Combine two models to classify images

Hi, lets say I have two models:

  • first one is trained to classify colors (red, green and blue)
  • the second one is trained to classify geometric shapes (rectangle, triangle and circle)

I want to combine them to obtain a new model capable to understand a “red rectangle” and so one…

Which should be the proper way to do it?

Thanks!!

Hi Federico!

Plan A:

Let’s say that you have a ColorClassifier that does a (very) good job
of classifying color, and a ShapeClassifier that does a (very) good job
of classifying shape.

Just put your input to be classified into both separately. If your
ColorClassifier predicts “red” and your ShapeClassifier predicts
“rectangle,” your “combined” classifier has predicted “red rectangle.”

If this works, just keep it simple and go with it.

Plan B:

Let’s say that the dataset you want to run your classifier on has some
structure that links shape and color together somehow. For example,
perhaps rectangles are more likely to be red and triangles are more likely
to be green, or perhaps you have images of red rectangles that also have
green and blue blotches in the background. You might then actually want
to combine your classifiers into one.

Here’s the general approach I would take (making some plausible
assumptions about the architectures of your classifiers):

Let’s assume that the final layer of ColorClassifier is a Linear with
out_features = 3, and, for the sake of argument, with in_features = 8,
that is, Linear (8, 3), and, similarly, let’s assume that the final layer of
ShapeClassifier is Linear (12, 3).

So maybe the final section of ColorClassifier is:

torch.nn.Sequential (
   # various layers
   torch.nn.Linear (in_features = 128, out_features = 8),
   torch.nn.ReLU(),
   torch.nn.Linear (in_features = 8, out_features = 3)
)

and, similarly, ShapeClassifier looks like:

torch.nn.Sequential (
   # various layers
   torch.nn.Linear (in_features = 256, out_features = 12),
   torch.nn.ReLU(),
   torch.nn.Linear (in_features = 12, out_features = 3)
)

That is, the second-to-last layer of ColorClassifier outputs a “feature
vector” of length 8 (more precisely, a batch of feature vectors of shape
[nBatch, 8]) and the second-to-last layer of ShapeClassifier outputs
a feature vector of length 12.

The basic idea is that you would concatenate these two feature vectors
together into a single feature vector of length 20, and then pass it through
a final classification layer, colorShapeLayer.

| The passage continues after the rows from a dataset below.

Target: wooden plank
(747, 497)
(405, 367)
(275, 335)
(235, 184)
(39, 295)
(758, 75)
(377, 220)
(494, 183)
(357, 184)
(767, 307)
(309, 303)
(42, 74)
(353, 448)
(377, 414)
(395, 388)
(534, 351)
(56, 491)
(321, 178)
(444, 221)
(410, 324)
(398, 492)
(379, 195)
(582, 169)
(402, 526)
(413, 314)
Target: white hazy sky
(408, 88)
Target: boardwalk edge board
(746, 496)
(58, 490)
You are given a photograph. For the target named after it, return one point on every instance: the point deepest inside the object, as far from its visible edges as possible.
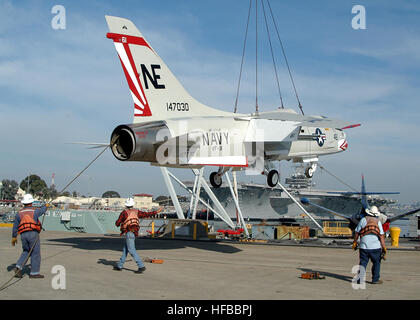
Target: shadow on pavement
(117, 243)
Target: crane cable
(272, 55)
(4, 286)
(285, 59)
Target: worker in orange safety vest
(129, 224)
(28, 226)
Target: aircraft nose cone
(304, 200)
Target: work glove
(383, 254)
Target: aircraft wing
(402, 215)
(307, 121)
(349, 193)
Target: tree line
(36, 186)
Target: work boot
(18, 273)
(140, 270)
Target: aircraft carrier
(258, 201)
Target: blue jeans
(375, 256)
(28, 239)
(130, 247)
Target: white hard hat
(129, 202)
(374, 212)
(27, 199)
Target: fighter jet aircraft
(357, 216)
(172, 129)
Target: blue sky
(59, 86)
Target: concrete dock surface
(198, 270)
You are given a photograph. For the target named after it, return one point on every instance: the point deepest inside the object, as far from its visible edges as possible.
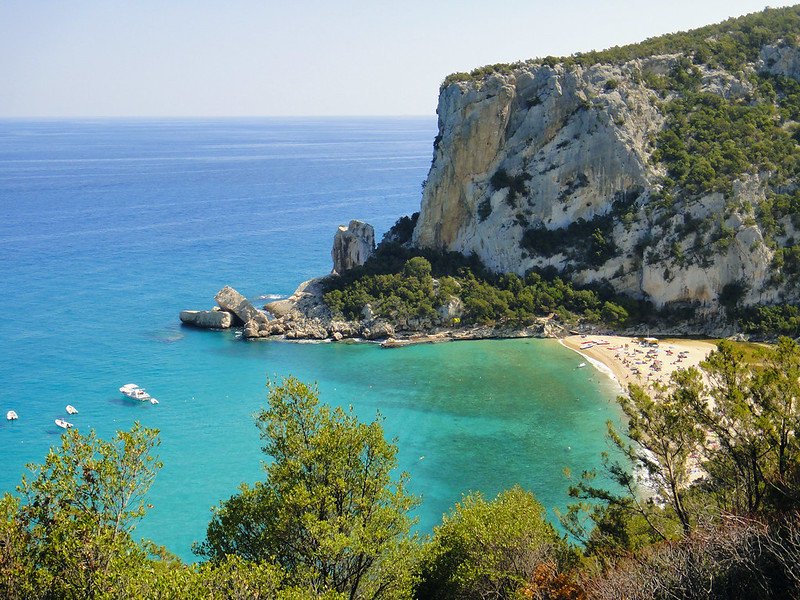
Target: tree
(67, 533)
(489, 550)
(329, 512)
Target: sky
(187, 58)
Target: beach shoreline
(632, 360)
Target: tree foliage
(734, 421)
(67, 532)
(329, 512)
(489, 550)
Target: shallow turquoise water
(109, 228)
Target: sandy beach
(630, 360)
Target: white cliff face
(547, 146)
(352, 245)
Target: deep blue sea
(109, 228)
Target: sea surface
(109, 228)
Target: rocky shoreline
(304, 316)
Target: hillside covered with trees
(656, 180)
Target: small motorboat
(133, 391)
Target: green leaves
(489, 549)
(329, 513)
(67, 534)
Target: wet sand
(630, 361)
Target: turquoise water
(109, 228)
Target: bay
(108, 228)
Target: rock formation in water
(553, 163)
(352, 245)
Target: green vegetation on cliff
(398, 284)
(730, 45)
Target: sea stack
(352, 245)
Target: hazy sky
(296, 57)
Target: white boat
(131, 390)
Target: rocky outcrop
(352, 245)
(207, 319)
(549, 145)
(232, 301)
(234, 310)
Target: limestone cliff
(523, 155)
(352, 245)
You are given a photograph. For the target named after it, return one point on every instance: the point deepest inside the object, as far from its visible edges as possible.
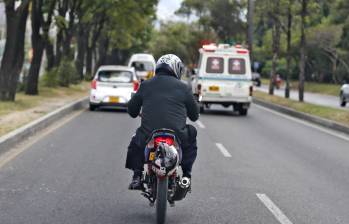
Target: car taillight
(199, 89)
(167, 140)
(94, 84)
(135, 85)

The output of colorShapeLayer could be six values, the first three for
the color classification, and the remaining three for the shape classification.
But my intuition is that you would be better off having colorShapeLayer
output nine values, one each for each of the nine combinations of three
colors and three shapes.

So your combined ColorShapeClassifier might look something like this:

class ColorShapeClassifier (torch.nn.Module):
    def __init__ (self):
        super().__init__()
        self.colorFront = ColorFrontEnd()
        self.shapeFront = ShapeFrontEnd()
        self.colorShapeLayer = torch.nn.Linear (in_features = 20, out_features = 9)
    
    def forward (x):
        yColor = self.colorFront (x)
        yShape = self.shapeFront (y)
        yBoth = torch.cat ((yColor, yShape), dim = -1)
        z = torch.nn.functional.relu (yBoth)
        output = self.colorShapeLayer (z)
        return  output

where all but the last layer of ColorClassifier has been packaged as
the Module ColorFrontEnd, and similarly for ShapeFrontEnd.

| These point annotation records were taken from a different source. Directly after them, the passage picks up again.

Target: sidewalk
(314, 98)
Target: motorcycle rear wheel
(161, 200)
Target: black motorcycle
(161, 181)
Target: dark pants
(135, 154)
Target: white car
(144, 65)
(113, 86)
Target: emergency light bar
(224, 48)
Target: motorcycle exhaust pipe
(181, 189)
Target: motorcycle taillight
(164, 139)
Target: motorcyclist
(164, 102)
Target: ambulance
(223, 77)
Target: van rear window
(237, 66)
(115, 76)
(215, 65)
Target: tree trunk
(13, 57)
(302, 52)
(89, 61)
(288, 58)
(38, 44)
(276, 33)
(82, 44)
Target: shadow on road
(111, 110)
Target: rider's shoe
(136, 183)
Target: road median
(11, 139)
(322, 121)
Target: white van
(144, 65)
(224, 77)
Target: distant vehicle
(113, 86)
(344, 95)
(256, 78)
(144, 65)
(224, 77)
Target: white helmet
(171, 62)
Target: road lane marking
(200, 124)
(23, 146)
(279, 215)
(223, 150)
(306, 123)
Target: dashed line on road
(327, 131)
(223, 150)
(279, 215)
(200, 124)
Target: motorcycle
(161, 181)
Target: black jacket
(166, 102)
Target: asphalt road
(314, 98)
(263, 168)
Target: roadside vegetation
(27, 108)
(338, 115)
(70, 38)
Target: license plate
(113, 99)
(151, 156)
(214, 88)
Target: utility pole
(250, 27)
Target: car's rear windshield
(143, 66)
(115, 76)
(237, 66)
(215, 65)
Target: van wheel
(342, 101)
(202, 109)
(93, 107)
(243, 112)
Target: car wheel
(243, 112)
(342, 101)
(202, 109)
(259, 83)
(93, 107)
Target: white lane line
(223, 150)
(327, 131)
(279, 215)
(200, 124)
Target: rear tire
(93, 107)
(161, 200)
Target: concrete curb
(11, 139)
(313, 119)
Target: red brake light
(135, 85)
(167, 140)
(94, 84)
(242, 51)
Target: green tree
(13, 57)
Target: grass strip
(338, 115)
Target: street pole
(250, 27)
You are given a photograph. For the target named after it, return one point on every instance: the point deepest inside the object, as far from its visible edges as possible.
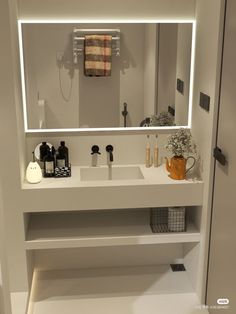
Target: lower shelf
(135, 290)
(84, 229)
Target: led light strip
(26, 21)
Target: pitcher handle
(194, 161)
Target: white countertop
(152, 176)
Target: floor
(135, 290)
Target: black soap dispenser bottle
(49, 164)
(62, 158)
(43, 150)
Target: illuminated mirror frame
(116, 129)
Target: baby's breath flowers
(181, 144)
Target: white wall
(184, 42)
(150, 70)
(166, 66)
(5, 307)
(123, 9)
(208, 55)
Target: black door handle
(219, 156)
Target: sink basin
(113, 173)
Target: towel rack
(79, 36)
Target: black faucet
(124, 113)
(109, 149)
(95, 150)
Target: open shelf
(103, 228)
(126, 290)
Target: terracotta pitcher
(177, 167)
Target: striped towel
(97, 58)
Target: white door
(222, 262)
(5, 305)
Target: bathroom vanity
(83, 244)
(94, 244)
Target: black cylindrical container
(43, 150)
(62, 158)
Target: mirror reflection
(106, 75)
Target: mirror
(150, 83)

ColorShapeClassifier can now be trained to make predictions for the
nine classes that correspond to the nine combinations of the three colors
and three shapes.

Initialize ColorFrontEnd and ShapeFrontEnd with pre-trained weights
from ColorClassifier and ShapeClassifier, respectively (assumed
to work well). The idea is that the pre-trained ColorFrontEnd will output
a feature vector that encodes useful information about color, and similarly
for ShapeFrontEnd. colorShapeLayer starts out initialized randomly.
You would then freeze the pre-trained weights of ColorFrontEnd and
ShapeFrontEnd and just train the weights of colorShapeLayer using
your color-shape, nine-class dataset.

(After training colorShapeLayer for a while, you would probably want
to fine-tune the entire ColorShapeClassifier model by unfreezing the
“front-end” weights and training all of the weights jointly for a while.)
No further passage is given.